The exact manifestation of Loss and Damage in the final outcome text is still unpredictable at this point. but as Minister Jarju said yesterday at a press conference, the LDCs see no outcome in Paris without it.
Legally Binding
President Obama said that at least some parts of the Paris Agreement have to be legally binding. But US congress would never ratify a treaty with actual targets outlined in it. So, Obama’s pronouncement is about making the process of reviewing and raising targets binding. In other words, the USA is open to having a portion of the outcome text take the form of a treaty, specifically the idea that countries would be required to return to the negotiating table every few years and potentially ratchet up their commitments.
Though, in an ideal world, Congress would not be such a climate-denying roadblock, LDCs take heart with the fact that at least the U.S., one of the largest carbon emitters in the world, is willing to make the review process something concrete. At the very least, emissions would potentially not run unchecked, causing further climate damage.
1.5 degrees, not 2
This is one of the trickier demands of the LDCs. It’s been widely reported that the 182 domestic climate action plans countries have submitted to the UN climate change body, called INDCs, do not ‘add up’ to keeping global warming to the 2 degrees Celsius.

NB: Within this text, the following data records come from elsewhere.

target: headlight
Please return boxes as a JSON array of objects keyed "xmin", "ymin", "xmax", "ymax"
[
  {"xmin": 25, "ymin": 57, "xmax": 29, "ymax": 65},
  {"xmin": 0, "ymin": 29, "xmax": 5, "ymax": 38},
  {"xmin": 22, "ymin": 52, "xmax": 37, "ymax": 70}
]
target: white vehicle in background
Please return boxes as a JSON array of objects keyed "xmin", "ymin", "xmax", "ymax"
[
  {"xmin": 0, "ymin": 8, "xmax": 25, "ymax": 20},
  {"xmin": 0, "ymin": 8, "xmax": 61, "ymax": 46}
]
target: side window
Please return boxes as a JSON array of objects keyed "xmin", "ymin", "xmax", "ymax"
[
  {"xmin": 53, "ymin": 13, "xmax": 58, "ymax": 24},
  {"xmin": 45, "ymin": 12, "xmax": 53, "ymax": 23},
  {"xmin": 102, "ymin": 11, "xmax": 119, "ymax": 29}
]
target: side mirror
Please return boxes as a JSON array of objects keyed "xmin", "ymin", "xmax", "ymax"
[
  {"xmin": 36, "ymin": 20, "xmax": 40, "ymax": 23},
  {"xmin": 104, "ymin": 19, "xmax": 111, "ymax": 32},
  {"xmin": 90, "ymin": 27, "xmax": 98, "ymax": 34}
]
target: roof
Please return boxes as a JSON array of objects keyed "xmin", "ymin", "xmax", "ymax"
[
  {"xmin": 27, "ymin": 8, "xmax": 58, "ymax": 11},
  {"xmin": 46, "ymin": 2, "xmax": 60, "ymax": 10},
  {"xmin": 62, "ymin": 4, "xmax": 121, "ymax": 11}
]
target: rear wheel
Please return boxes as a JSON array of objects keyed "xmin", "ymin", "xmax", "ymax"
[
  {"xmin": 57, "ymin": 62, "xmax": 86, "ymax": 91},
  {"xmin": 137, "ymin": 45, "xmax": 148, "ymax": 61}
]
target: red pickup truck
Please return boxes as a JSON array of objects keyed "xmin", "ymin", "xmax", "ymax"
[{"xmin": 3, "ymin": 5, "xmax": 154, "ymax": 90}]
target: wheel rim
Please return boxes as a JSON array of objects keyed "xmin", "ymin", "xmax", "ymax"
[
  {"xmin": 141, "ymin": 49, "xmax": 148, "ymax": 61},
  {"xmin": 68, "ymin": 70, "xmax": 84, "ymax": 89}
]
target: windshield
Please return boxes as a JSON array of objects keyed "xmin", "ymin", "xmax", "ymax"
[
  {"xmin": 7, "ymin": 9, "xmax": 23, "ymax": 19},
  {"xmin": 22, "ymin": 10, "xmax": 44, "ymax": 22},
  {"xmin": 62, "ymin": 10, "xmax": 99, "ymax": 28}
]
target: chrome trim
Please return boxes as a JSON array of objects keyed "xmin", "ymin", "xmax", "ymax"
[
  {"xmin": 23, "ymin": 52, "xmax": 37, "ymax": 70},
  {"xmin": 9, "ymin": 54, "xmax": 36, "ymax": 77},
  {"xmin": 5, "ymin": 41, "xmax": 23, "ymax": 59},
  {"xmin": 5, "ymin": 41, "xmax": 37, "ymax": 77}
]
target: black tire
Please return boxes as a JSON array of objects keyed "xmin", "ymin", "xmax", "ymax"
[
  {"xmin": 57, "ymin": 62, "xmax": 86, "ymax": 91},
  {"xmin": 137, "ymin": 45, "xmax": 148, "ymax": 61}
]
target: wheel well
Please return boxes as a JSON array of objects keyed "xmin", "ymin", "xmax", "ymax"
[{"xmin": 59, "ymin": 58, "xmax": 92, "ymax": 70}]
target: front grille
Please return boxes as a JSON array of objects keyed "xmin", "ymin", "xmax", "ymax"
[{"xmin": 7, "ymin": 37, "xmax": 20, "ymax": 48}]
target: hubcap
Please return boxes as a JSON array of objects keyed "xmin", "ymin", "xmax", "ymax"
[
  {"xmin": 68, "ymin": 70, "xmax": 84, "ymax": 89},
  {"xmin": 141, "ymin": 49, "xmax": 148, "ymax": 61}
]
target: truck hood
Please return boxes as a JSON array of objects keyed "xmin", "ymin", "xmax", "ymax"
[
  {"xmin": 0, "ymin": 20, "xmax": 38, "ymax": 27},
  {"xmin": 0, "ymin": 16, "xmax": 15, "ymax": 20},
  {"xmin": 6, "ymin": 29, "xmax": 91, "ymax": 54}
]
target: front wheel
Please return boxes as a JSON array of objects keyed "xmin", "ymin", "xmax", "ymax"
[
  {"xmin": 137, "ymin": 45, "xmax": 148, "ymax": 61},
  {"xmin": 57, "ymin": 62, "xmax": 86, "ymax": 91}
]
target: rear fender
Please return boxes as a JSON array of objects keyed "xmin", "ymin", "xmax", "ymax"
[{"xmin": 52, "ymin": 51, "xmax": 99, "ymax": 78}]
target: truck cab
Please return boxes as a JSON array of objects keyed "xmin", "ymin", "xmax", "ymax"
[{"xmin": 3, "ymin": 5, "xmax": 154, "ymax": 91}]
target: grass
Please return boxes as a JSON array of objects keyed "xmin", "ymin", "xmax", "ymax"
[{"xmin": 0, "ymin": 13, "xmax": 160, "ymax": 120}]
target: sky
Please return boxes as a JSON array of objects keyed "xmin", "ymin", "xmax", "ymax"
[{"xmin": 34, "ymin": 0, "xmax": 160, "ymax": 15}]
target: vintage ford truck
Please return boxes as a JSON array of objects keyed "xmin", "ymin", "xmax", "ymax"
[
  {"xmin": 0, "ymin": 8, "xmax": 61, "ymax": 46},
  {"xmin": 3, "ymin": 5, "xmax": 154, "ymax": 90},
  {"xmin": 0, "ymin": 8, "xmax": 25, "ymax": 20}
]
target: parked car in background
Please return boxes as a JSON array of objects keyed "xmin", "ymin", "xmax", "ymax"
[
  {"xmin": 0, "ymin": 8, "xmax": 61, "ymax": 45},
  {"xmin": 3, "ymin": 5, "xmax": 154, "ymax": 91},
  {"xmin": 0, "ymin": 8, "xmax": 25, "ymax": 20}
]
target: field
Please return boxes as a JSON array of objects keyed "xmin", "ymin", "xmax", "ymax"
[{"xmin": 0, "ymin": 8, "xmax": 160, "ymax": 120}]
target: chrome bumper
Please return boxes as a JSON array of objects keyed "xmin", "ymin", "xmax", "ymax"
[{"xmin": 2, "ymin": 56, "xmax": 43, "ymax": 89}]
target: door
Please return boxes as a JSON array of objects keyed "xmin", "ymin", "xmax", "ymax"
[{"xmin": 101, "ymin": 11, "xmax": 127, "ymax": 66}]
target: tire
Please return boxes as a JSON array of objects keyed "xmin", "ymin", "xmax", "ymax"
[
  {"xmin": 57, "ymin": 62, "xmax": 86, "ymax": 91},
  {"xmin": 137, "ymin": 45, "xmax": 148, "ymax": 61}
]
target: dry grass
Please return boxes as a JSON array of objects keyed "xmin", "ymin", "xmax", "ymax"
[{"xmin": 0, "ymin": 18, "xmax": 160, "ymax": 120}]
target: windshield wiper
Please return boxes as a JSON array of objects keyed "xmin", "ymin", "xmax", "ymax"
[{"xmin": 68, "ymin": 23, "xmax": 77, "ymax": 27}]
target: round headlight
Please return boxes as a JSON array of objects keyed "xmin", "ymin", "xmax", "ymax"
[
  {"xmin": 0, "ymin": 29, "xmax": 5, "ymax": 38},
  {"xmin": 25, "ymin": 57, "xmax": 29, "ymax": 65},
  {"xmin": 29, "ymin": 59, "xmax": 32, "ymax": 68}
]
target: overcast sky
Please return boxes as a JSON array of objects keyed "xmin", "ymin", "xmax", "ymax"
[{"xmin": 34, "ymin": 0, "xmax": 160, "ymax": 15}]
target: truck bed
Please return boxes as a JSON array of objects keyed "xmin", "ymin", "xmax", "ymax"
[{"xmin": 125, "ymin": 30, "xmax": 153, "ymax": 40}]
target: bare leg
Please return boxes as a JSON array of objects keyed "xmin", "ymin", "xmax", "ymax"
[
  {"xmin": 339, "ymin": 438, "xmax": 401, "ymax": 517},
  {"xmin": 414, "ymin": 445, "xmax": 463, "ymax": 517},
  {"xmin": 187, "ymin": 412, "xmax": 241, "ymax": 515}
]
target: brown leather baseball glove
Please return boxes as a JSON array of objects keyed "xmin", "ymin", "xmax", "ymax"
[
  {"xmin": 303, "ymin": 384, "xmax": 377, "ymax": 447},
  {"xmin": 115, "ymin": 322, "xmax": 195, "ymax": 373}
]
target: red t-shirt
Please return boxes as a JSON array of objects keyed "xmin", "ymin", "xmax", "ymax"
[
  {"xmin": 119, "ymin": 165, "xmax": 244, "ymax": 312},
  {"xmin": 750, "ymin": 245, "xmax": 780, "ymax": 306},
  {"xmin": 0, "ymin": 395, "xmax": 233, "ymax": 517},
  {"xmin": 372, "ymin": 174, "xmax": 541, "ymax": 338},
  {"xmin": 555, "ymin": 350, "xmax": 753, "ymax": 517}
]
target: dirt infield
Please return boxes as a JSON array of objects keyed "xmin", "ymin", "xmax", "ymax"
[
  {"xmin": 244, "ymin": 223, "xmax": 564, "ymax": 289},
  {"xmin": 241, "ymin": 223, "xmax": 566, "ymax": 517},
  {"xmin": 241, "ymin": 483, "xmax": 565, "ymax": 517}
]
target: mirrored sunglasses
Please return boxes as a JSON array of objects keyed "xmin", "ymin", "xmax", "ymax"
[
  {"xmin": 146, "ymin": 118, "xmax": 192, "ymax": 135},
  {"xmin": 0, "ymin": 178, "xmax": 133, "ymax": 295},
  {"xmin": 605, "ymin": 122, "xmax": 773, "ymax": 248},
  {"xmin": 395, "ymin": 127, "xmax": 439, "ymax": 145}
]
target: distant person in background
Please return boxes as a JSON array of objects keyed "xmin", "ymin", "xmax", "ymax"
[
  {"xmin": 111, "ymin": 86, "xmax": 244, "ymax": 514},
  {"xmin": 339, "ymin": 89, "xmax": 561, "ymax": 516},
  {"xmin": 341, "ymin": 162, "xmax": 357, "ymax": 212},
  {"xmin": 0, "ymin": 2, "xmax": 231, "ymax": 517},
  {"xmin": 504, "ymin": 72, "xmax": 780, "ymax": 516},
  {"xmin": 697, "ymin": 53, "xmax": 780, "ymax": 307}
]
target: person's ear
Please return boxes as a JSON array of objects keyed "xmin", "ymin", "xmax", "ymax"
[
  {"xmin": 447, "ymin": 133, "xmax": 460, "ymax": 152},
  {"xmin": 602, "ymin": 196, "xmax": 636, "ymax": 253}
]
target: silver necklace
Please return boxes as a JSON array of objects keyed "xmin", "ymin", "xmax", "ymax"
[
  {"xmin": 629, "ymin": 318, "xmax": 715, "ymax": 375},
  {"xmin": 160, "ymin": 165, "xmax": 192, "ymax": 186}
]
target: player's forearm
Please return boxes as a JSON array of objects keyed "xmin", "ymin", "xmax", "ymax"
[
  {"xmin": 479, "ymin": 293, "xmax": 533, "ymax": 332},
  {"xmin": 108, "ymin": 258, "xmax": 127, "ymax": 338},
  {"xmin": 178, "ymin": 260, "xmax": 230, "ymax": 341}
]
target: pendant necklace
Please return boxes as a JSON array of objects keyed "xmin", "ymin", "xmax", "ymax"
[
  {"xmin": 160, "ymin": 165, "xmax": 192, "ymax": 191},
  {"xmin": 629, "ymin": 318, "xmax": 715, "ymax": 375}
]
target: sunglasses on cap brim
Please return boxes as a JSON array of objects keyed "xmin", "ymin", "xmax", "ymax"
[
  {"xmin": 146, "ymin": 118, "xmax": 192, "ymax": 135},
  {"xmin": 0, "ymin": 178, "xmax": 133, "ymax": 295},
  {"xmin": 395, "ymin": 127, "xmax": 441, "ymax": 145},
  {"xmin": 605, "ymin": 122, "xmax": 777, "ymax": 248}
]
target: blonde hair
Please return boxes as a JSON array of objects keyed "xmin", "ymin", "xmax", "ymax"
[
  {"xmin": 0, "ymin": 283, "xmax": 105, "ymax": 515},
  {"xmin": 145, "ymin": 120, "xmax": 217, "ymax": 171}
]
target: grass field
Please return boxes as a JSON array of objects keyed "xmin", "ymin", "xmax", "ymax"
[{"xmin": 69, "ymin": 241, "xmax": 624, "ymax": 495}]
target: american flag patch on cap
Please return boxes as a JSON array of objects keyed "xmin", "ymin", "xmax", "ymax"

What Bhutan’s head of climate change, Thinley Namgyel, explains that LDCs actually need global warming to be kept to 1.5 degrees Celsius because of all the damage already done and the technology, funding, and time needed for the LDCs to adapt to the changing climate.
Jarju clearly stated, “there is no way we can accept an agreement that does not take that into account. Why would we risk that safety zone [between 1.5 and 2 degrees Celsius]?”
“If we go beyond 2 degrees, we won’t survive…we know we can’t adapt to what is happening at that point,” said Jarju.
Clear pathway on financing in the future
Though financial commitments will never be made legally binding, the climate finance issue is still the “linchpin” of the Paris Agreement, as Alden Meyer of the Union of Concerned Scientists put it.
There are two levels to the financial demands of LDCs. First, they need more commitments to the LDC Fund, a pot of money specifically set aside by one of the major funding mechanisms under various development banks and announcements like the $30 million pledged by the U.S. for climate risk insurance.
The Paris redline is really though one of trust, LDCs need a clear pathway of future financing from any financial commitments made. In the Copenhagen agreement in 2009, countries agreed upon goal of spending $100 in climate related finance for the developing world by 2020. LDCs want to know that a $100-billion-a-year goal will be met too and that a portion of it will be allocated to them.
The climate wasn’t destroyed overnight and neither will adapting to and mitigating further destruction.
It’s always a sobering moment amid the hustle, bustle, drama, and inane arguments in the negotiating rooms when you think about how climate change could literally wipe out entire nations like the Seychelles. If you think these talks are just about money and politics – and they mostly are – just listen to Jarju who says “we’ve been waiting too long” to give the outcome a renewed urgency and importance.